Segundo a denúncia , a juíza agia em cumplicidade com advogados ao direcionar ações para a sua vara e proferir sentenças que favoreciam empresas com dívidas milionárias junto a previdência Social e o Fisco.




O advogado Joaquim Barongeno, pai da magistrada, prestou serviços a Friboi, uma das empresas supostamente beneficiadas pelo esquema.

Em julgamento a portas fechadas em junho, o Órgão especial do TRF3, colegiado do tribunal responsável por casos envolvendo juízes federais, entendeu que ficou comprovado o recebimento, pela juíza, de um veículo de um dos advogados.

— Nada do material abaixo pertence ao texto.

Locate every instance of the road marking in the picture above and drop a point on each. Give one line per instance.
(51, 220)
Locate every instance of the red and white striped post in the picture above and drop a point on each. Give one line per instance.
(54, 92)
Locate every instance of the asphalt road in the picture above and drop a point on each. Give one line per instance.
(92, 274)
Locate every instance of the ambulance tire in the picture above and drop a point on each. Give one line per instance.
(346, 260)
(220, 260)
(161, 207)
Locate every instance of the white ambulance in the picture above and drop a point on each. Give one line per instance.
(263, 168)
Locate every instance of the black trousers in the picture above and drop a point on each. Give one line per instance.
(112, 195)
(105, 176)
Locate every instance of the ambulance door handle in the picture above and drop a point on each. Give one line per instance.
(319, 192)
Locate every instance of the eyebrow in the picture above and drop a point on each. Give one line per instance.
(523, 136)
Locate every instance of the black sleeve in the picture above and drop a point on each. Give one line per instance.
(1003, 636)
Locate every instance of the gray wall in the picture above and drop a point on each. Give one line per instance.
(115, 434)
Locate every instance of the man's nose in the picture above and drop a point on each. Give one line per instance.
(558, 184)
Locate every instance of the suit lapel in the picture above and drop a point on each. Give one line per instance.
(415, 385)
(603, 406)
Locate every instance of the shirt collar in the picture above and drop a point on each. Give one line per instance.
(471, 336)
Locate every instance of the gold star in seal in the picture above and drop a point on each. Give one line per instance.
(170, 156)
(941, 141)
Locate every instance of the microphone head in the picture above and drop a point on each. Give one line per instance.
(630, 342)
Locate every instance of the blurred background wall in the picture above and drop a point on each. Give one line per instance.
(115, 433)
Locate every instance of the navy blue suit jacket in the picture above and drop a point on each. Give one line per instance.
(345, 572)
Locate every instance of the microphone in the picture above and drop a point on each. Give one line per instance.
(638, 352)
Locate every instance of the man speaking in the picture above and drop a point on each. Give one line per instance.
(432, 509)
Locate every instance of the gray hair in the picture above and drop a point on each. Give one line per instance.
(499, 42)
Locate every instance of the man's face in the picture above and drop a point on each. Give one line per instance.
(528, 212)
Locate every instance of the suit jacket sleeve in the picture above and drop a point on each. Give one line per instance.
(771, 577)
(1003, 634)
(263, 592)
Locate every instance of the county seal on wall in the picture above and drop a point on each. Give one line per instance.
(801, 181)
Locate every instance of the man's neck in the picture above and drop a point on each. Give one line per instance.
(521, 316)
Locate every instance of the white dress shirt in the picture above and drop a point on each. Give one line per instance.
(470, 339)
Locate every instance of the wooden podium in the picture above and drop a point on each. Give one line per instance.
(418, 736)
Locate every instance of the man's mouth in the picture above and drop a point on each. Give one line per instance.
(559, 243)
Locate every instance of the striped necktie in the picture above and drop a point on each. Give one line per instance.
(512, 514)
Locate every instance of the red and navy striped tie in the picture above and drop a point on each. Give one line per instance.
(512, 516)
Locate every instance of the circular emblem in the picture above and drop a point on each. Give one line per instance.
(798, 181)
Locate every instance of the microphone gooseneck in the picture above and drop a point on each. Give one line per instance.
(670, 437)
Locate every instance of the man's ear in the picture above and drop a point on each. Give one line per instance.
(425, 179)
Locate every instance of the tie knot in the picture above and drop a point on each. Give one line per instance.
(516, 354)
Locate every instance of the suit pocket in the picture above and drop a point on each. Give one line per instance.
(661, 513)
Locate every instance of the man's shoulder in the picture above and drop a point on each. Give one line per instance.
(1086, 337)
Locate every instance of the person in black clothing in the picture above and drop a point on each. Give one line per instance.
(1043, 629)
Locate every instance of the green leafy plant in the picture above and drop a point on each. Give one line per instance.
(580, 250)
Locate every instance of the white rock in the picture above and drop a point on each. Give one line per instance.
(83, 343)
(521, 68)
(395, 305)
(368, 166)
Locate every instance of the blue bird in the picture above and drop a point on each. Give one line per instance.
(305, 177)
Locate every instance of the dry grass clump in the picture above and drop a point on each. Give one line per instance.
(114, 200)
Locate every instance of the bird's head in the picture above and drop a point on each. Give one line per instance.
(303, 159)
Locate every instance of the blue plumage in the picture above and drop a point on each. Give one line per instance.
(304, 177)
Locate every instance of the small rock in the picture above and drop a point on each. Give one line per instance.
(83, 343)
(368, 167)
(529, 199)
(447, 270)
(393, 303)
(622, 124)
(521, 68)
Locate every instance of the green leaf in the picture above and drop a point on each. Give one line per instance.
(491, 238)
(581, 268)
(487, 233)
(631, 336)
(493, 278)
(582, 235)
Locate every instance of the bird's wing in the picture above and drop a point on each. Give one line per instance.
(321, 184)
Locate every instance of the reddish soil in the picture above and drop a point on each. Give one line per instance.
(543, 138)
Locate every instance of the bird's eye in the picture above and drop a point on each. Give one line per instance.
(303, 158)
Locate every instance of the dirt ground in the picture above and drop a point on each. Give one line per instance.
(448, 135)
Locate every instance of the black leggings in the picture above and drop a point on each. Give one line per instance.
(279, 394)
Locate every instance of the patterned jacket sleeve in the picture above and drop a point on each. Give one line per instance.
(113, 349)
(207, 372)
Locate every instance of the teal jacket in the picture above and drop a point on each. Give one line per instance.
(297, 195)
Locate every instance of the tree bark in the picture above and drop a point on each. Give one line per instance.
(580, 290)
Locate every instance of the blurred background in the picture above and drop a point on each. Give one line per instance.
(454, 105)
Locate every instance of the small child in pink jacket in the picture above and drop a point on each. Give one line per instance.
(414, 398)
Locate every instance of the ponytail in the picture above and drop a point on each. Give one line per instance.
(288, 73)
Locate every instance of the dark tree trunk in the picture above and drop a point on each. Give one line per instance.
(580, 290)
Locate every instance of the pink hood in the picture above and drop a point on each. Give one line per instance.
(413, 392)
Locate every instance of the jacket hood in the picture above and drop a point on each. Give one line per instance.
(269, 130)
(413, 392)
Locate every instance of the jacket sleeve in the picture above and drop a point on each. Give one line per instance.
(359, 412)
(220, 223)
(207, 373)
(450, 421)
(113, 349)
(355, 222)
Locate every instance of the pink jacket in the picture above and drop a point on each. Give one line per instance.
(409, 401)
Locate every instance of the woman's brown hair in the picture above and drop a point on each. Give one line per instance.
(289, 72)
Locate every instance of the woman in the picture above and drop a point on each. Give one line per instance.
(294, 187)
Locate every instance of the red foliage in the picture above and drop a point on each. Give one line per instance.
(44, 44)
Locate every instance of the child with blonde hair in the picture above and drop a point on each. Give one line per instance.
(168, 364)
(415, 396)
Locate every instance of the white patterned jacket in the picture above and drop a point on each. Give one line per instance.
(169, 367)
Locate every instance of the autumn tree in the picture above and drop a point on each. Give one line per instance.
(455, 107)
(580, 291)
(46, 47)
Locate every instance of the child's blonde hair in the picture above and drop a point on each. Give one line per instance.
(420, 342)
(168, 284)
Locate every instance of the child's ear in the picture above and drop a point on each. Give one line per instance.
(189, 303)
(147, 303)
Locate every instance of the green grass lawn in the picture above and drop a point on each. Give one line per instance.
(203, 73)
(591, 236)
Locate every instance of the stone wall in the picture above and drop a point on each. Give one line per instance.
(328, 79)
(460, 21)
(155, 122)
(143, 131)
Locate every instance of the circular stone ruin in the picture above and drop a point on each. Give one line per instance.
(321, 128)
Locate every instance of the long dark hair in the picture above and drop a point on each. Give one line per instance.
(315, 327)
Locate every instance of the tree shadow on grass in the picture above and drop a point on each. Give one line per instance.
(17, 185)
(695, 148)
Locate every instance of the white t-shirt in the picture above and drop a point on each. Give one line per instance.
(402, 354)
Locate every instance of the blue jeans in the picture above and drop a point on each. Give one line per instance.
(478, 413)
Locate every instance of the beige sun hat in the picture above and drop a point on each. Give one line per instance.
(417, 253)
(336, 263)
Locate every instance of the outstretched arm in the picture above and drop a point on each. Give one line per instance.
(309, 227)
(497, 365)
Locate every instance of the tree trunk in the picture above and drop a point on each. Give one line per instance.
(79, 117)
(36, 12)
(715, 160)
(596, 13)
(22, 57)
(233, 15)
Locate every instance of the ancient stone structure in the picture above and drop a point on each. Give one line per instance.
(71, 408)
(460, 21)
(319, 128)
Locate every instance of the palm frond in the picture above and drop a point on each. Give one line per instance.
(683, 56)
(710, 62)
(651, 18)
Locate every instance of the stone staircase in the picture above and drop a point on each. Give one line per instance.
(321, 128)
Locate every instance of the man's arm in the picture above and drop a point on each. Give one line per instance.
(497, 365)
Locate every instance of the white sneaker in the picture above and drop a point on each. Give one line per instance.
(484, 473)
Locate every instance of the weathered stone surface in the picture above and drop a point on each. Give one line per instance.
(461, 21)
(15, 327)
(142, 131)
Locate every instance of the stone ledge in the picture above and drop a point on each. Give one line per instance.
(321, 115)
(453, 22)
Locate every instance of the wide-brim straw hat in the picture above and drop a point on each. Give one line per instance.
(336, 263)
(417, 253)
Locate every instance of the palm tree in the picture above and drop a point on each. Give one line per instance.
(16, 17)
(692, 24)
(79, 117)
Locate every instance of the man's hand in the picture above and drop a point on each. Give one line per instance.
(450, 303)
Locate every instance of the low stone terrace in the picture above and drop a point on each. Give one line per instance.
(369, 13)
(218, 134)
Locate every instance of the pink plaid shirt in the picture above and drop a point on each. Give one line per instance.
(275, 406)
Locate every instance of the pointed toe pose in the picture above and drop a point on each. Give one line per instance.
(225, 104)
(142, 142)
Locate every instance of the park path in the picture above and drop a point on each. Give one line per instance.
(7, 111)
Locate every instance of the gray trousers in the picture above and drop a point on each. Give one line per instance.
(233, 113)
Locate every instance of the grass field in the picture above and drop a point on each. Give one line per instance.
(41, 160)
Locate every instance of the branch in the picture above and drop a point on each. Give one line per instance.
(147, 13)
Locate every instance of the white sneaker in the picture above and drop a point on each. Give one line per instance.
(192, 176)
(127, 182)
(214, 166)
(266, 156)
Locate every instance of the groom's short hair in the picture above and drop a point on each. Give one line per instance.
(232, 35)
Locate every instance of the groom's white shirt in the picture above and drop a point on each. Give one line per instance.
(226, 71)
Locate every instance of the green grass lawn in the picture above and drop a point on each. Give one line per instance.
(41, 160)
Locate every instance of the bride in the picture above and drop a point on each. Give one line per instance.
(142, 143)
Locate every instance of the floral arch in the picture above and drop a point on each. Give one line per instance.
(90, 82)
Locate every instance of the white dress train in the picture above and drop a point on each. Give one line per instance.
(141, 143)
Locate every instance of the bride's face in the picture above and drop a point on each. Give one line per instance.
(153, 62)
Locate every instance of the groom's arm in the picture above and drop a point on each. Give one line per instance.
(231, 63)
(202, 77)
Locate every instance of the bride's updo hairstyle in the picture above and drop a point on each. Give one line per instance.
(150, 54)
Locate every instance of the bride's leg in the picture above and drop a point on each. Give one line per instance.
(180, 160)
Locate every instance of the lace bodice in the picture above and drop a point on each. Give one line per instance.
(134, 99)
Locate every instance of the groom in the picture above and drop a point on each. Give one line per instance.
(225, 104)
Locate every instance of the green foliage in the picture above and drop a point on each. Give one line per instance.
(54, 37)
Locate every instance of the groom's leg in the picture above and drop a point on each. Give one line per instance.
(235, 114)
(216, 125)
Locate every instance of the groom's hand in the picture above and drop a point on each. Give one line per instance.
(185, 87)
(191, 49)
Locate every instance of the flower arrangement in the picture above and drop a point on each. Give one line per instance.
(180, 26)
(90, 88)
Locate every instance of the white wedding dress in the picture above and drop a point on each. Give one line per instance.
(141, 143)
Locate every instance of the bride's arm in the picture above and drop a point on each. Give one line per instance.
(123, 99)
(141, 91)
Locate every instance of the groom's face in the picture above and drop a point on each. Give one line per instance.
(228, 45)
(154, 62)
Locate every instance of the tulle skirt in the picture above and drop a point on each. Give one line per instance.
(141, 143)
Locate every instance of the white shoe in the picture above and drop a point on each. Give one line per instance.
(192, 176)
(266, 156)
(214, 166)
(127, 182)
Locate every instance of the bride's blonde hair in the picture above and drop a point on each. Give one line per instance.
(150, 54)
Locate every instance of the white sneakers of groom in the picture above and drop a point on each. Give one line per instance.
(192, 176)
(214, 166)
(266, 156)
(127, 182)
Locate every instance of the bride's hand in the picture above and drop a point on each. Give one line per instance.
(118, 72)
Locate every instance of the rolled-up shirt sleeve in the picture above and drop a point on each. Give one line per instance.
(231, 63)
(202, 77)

Procurada a JBS(Friboi, por meio da sua assessoria diz não ter conhecimento do caso. Diz em nota a empresa: A JBS informa que não tem qualquer conhecimento sobre a denúncia mencionada pela reportagem. A companhia esclarece que nunca utilizou de títulos da divida pública para compensar ou quitar tributos federais, fato que pode ser comprovado pela receita.”

Em 20o8 o Conjur publicou:

“No junho do ano passado, a Folha de S.Paulo informou que o MPF acusa a juíza Maria Cristina de ter avocado para si processo do frigorífico Friboi, do qual o seu pai, Joaquim Barongeno, é um dos advogados. Em 2002, a juíza concedeu liminar para a Friboi usar títulos emitidos em 1932 pela “Cie. Du Chemin de Fer Victoria a Minas”, suspendendo a exigibilidade de tributos ou de contribuições previdenciárias da filial do frigorífico em Andradina (SP).

A liminar foi cassada em 2003 pela desembargadora Cecília Marcondes. Em dezembro de 2006, Maria Cristina deu sentença confirmando aquela liminar e determinou a atualização dos valores pela paridade franco-ouro. A jurisprudência do STJ determina que esses papéis não podem ser dados como garantia em execução fiscal.”